Von Josef Schnelle | 03.04.2015
    "Ich hab die allerbeste Frau. Eine Tochter, die ihr ähnlich sieht und die ich liebe. Ein hübsches Haus. Eine Firma, die bestens läuft. Ich bin der glücklichste Mann Delphine und wer das Gegenteil sagt, ist ein Lügner."
    Zu gut um wahr zu sein geht's dem Vertreter für Traktoren Julien. Doch seine heile Welt wird bald Risse bekommen, wie immer bei Georges Simenon, auf dessen Roman "Das blaue Zimmer" dieser Film beruht. Ihm begegnet eine andere Frau, die er für sein Glück hält, die aber tatsächlich sein Unglück sein wird. Die Apothekerin Esther von nebenan verführt ihn zu einer leidenschaftlichen Affäre. Sie ist eine alte Schulfreundin und fordert ein niemals eingelöstes Liebesversprechen ein.
    "Vielleicht willst Du einmal versuchen, mich zu küssen."
    Längst geht das, was die beiden in einem Hotelzimmer mit blauen Tapeten erleben, über alles hinaus. Die Nähe zu Esther ist gefährlich wie die Liebesunfälle in einem Filme von Claude Chabrol. Für ein paar Stunden existiert für die beiden Liebenden keine Außenwelt mehr. Doch bald tropft der erste Tropfen Blut aufs schneeweiße Bettlaken. Was wie eine gewöhnliche Allerweltsaffäre beginnt, wird bald weite Kreise ziehen.
    "Hab ich Dir wehgetan?" – "Nein." – "Du bist mir böse. Ob Deine Frau Dir Fragen stellt?" – "Glaub ich nicht." – "Könntest Du Dein ganzes Leben mit mir verbringen?"
    "Das Leben im Augenblick ist etwas anderes als es später zu zerpflücken." Das sagt Julien wenig später zu den Kriminalbeamten, die ihn zum Verhör abholen. Damit ist auch die Zweiteilung des Filmes beschrieben, aus dem die Leidenschaft bald entweicht und einer peinlichen Befragung durch die Polizei Platz macht. Es sind nämlich Menschen gestorben: Erst der Mann der Apothekerin und dann die blonde Idealfrau des Traktorenvertreters. Freie Bahn für eine neue Beziehung also? So einfach ist das nicht, wie selbst die akribischen Kriminalisten feststellen müssen.
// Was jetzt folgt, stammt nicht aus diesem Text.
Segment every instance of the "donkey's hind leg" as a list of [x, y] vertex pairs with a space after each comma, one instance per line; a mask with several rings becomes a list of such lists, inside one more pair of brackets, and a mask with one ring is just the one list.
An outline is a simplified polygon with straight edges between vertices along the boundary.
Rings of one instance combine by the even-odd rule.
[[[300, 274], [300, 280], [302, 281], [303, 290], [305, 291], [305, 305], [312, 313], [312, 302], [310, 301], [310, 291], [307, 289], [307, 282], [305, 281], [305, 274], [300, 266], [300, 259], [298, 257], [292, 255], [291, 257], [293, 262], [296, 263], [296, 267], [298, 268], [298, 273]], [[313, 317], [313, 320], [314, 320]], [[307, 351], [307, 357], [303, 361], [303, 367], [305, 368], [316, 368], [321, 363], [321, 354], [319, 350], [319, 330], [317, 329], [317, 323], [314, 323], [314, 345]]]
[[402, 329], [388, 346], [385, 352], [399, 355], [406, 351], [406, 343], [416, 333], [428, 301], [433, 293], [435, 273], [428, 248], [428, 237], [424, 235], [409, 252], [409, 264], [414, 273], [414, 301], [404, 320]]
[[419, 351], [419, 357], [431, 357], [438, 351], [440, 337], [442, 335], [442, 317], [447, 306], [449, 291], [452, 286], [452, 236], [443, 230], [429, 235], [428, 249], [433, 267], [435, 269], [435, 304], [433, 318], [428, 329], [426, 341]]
    "Also, als sie ihm geschrieben haben: Nun Du. Da meinten sie.." – "Dass ich auf ihn warte. Dass er jetzt das Nötige unternehmen müsste." – "Die Scheidung einreichen? Und seine Frau?" – "Die hätte nicht lange um ihn geweint." – "Woher wissen Sie das, hat sie ihn nicht geliebt." – " Nicht so wie ich. Solche Frauen sind doch zu wahrer Liebe nicht fähig."
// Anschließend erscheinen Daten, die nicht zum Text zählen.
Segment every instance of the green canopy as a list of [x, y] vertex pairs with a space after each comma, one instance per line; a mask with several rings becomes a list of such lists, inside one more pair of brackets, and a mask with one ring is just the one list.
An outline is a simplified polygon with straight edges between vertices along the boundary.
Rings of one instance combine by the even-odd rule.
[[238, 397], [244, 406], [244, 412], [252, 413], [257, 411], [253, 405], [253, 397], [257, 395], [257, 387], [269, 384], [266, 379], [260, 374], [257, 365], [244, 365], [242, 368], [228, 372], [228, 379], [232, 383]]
    Eine leicht irreale Stimmung
    Mattieu Amalric, als Schauspieler Frankreichs Superstar, hat in seine Story viele kleine Widerhaken eingebaut, die eigentlich ihren ganzen Reiz ausmachen. Die Motive der Figuren bleiben unklar und auch deren Auflösung ist nicht vollkommen befriedigend. Klar ist immerhin, dass die sexuelle Leidenschaft der beiden Hauptfiguren auch mit Machtspielchen und Schmerz zu tun hat. Im Poker um die Deutungshoheit dieser verhängnisvollen Affäre verstricken sich alle handelnden Personen in ein Geflecht aus Lügen, Halbwahrheiten und Wunschgedanken. Amalric versteht es, dem "blauen Zimmer" eine eigene Dynamik zu geben. Der Traumzeit des unwirklichen "blauen" Hotelzimmers entspricht die surreale Überhöhung des Sujets. Gegen die nüchterne Verhörsituation hat dieses Szenario den Vorteil, Fantasien auszulösen. Häufig finden die Dialoge außerhalb des Bildes statt. Die Kamera von Christophe Beaucarne untermalt diese Szenen mit Stillleben und erzeugt so eine leicht irreale Stimmung.
    Aber was ist wirklich geschehen? Dieser Frage nähert sich der Film so vorsichtig wie ein Film von Alfred Hitchcock. Amalric ist bisher als Bösewicht bei James Bond in "Ein Quantum Trost" und als regungsloser Held in "Schmetterling und Taucherglocke" bekannt geworden. Und in einer ganz ähnlich gelagerten Rolle in Polanskis "Venus im Pelz". Schon mit seiner Schauspielerkomödie "Tournée" erntete Almaric 2010 auf den Filmfestspielen von Cannes auch als Regisseur erste Anerkennung. Für "Das blaue Zimmer" nach einem Roman, der bislang als unverfilmbar galt, zeichnete er als Drehbuchautor, Regisseur und Hauptdarsteller verantwortlich. Mit diesem beachtlichen Film in der Tradition der schwarzen Serie versucht er nun, seine Rolle im französischen Film neu zu definieren.
    "Ich bin auch nicht verrückt." – "Davon war auch nie die Rede." – "Warum befragen Sie mich denn jetzt zum sechsten oder siebten Mal. Weil die Zeitungen schreiben, ich wäre ein Monster."